Jails are not Homes: Transforming Skid Row
MCC THEATER
A compelling multimedia presentation on the campaign to build a sustainable community in the downtown Los Angeles community of Center City East (Skid Row). Residents and activists associated with the Los Angeles Community Action Network (LA CAN) will present their stories, poems, and short films on the resilience of residents in the face of economic recession, homelessness, displacement policies, and negative media representations such as The Soloist.

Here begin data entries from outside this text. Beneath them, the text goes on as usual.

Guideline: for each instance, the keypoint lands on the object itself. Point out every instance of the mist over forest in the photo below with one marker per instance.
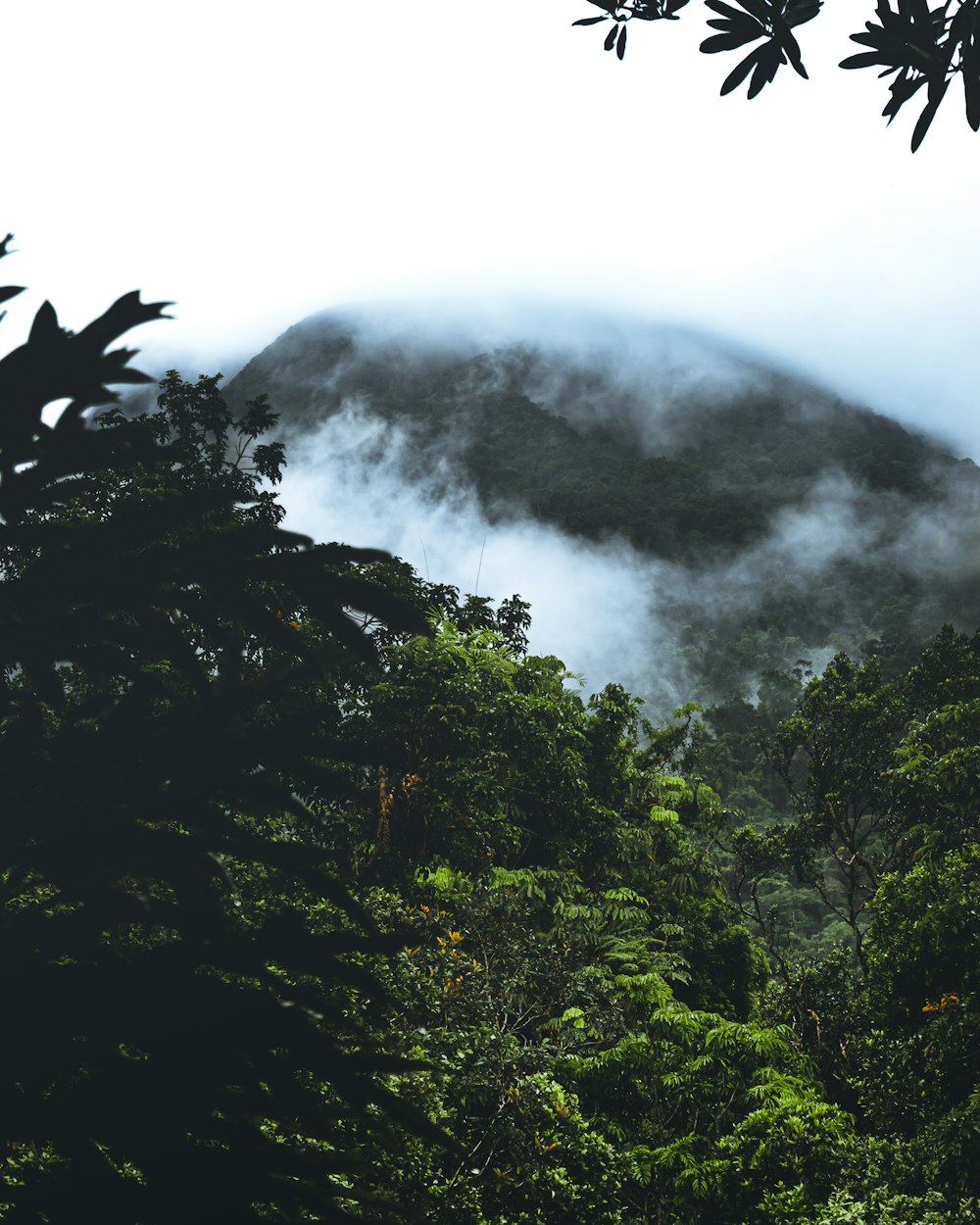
(680, 514)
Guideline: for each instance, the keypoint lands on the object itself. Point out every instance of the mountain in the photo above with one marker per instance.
(774, 520)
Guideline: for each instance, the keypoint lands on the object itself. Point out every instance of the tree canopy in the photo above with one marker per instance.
(919, 47)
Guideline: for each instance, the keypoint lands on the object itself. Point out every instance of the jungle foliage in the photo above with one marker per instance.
(324, 901)
(920, 47)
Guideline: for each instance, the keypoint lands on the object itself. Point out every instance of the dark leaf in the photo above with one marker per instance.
(740, 72)
(725, 42)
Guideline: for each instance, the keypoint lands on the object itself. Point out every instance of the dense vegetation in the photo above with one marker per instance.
(792, 524)
(318, 916)
(916, 45)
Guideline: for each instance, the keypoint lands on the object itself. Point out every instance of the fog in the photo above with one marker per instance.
(611, 612)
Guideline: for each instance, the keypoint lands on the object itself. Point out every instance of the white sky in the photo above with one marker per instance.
(258, 162)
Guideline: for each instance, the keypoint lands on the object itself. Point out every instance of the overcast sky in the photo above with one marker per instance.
(258, 162)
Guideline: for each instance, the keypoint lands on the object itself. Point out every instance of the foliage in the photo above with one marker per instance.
(921, 45)
(179, 1044)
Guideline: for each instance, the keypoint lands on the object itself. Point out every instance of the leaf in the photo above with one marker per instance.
(740, 72)
(862, 60)
(725, 42)
(971, 84)
(929, 113)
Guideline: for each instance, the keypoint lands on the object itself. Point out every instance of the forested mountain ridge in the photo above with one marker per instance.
(377, 919)
(790, 522)
(674, 464)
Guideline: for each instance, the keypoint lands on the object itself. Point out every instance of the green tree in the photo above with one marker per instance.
(181, 1039)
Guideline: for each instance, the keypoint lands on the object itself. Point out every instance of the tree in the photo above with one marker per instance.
(180, 1035)
(921, 47)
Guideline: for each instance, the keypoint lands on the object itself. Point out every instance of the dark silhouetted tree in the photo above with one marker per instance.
(181, 1035)
(917, 45)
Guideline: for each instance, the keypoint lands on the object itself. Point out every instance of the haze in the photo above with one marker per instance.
(260, 163)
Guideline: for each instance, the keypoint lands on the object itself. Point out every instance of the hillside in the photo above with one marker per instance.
(789, 520)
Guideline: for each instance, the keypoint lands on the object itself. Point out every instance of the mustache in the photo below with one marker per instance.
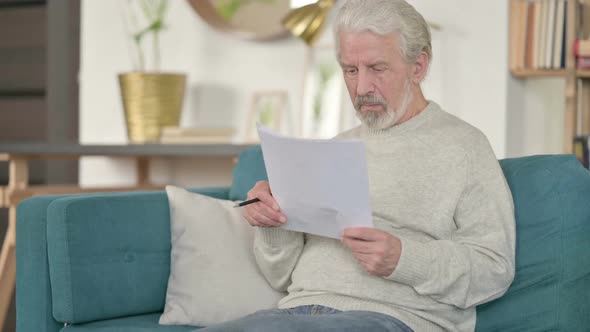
(362, 100)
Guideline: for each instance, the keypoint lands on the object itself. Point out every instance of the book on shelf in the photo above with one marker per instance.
(197, 131)
(537, 34)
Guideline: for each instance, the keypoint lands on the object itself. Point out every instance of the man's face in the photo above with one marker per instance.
(377, 78)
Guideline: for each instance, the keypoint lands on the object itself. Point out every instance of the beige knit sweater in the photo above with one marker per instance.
(436, 184)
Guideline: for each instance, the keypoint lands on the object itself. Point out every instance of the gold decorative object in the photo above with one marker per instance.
(151, 101)
(307, 22)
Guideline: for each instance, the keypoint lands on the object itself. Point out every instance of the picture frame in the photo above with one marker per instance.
(267, 108)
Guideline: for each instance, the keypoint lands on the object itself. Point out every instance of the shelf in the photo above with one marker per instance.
(24, 93)
(524, 73)
(532, 73)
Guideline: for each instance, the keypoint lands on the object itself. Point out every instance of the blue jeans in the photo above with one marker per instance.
(311, 318)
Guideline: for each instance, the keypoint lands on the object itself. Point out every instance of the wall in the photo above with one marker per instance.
(469, 78)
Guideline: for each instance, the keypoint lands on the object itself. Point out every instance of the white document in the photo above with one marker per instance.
(322, 186)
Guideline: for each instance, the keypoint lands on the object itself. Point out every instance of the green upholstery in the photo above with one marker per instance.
(101, 261)
(33, 290)
(140, 323)
(551, 289)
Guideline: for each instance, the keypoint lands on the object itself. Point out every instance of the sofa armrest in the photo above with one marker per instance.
(95, 256)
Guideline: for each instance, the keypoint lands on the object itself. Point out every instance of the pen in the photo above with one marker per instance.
(250, 201)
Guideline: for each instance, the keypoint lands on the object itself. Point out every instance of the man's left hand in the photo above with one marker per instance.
(377, 251)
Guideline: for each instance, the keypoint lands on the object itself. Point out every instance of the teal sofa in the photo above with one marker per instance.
(100, 262)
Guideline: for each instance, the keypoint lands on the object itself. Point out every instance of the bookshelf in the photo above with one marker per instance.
(535, 24)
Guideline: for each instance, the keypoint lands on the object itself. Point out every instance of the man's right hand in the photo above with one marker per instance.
(265, 213)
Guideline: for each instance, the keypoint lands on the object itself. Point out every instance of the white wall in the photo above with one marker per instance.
(469, 78)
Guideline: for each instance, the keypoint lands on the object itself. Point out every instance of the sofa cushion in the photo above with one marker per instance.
(249, 170)
(109, 254)
(213, 272)
(552, 283)
(142, 323)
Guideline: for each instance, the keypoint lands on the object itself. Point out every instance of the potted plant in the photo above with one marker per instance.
(151, 99)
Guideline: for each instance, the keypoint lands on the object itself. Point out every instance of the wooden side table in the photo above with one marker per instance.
(18, 188)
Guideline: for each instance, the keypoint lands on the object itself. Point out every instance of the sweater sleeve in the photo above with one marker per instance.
(477, 264)
(276, 251)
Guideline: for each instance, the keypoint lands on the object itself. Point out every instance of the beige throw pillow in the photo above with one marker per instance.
(213, 273)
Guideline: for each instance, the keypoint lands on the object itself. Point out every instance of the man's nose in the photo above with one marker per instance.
(365, 85)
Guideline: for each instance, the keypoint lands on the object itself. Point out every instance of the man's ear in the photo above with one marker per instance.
(420, 68)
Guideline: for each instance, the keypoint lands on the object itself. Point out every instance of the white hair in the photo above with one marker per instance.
(384, 17)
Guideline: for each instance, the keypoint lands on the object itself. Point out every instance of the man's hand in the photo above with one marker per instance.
(266, 212)
(376, 250)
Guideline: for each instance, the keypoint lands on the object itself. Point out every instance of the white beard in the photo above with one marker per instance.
(382, 120)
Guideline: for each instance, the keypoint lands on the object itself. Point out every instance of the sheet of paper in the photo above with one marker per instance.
(322, 186)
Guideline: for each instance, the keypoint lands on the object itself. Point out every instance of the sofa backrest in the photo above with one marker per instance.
(551, 289)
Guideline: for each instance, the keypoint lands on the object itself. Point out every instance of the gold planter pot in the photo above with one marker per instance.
(151, 101)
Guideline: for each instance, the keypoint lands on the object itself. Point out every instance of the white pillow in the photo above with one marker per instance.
(213, 273)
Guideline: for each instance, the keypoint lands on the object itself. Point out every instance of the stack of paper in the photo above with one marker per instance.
(322, 186)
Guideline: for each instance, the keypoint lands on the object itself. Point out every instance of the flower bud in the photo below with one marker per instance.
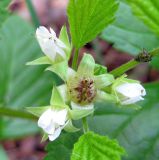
(129, 93)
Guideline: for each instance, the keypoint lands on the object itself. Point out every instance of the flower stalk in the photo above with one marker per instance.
(75, 59)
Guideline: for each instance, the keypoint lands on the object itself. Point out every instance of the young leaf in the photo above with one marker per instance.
(91, 146)
(65, 39)
(147, 11)
(87, 18)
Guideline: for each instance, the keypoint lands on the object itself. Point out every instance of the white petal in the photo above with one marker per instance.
(50, 129)
(60, 43)
(60, 51)
(42, 32)
(63, 92)
(131, 100)
(71, 72)
(131, 90)
(56, 134)
(82, 107)
(48, 47)
(53, 33)
(45, 119)
(60, 117)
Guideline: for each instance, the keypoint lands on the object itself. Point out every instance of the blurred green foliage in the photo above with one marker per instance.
(23, 86)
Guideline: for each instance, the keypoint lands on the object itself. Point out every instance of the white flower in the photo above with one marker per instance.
(130, 93)
(49, 43)
(52, 122)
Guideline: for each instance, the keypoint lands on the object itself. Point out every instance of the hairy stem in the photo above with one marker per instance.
(131, 64)
(123, 68)
(33, 14)
(16, 114)
(75, 59)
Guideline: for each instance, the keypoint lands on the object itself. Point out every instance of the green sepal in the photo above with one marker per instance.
(65, 39)
(37, 111)
(76, 114)
(103, 96)
(63, 92)
(103, 80)
(44, 138)
(99, 69)
(133, 106)
(70, 128)
(86, 66)
(56, 98)
(60, 69)
(122, 80)
(40, 61)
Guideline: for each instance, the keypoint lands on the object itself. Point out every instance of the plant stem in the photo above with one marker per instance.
(131, 64)
(74, 66)
(123, 68)
(16, 114)
(75, 59)
(33, 14)
(85, 125)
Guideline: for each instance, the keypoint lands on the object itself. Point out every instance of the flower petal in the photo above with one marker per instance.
(131, 90)
(42, 32)
(131, 100)
(86, 66)
(56, 134)
(60, 117)
(45, 119)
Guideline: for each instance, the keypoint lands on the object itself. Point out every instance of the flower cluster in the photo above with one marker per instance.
(82, 87)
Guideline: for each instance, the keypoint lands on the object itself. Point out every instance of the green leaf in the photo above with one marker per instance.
(3, 10)
(148, 12)
(91, 146)
(136, 130)
(61, 148)
(37, 111)
(129, 34)
(87, 18)
(60, 69)
(70, 127)
(103, 80)
(40, 61)
(21, 85)
(65, 39)
(86, 66)
(76, 114)
(99, 69)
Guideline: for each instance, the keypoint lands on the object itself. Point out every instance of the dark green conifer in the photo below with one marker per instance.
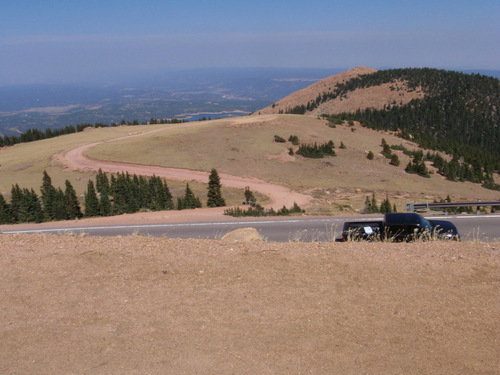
(73, 210)
(214, 196)
(49, 197)
(91, 201)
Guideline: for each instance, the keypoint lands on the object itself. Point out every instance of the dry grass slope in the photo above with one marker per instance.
(244, 147)
(136, 305)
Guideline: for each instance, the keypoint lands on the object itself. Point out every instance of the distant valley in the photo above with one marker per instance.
(188, 94)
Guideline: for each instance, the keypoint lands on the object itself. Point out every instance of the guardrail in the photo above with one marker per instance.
(419, 207)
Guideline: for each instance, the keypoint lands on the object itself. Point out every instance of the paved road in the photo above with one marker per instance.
(471, 227)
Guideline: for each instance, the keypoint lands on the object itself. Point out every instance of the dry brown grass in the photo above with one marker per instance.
(137, 305)
(244, 147)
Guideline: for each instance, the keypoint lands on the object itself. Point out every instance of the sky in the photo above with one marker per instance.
(59, 41)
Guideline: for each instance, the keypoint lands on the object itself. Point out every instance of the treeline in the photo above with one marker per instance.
(32, 135)
(107, 196)
(306, 150)
(371, 206)
(317, 150)
(458, 115)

Race, Lies & Stereotypes: Posters on Racism and Anti-Semitism
MCC LOUNGE
Insidiously, from generation to generation, racism and anti-Semitism are perpetuated in Africa and the Middle East, in Europe, and on the streets of Los Angeles. Race, Lies and Stereotypes presents powerful international and domestic graphics that penetrate the experience of discrimination. The exhibition illustrates historical and current events on the world stage and explores efforts to combat stereotypes. By showing the pervasiveness of bigotry and discrimination, this exhibition emphasizes that intolerance can be avoided by the active involvement of individuals to ensure that the past is not repeated. Produced by the Center for the Study of Political Graphics, Los Angeles, California.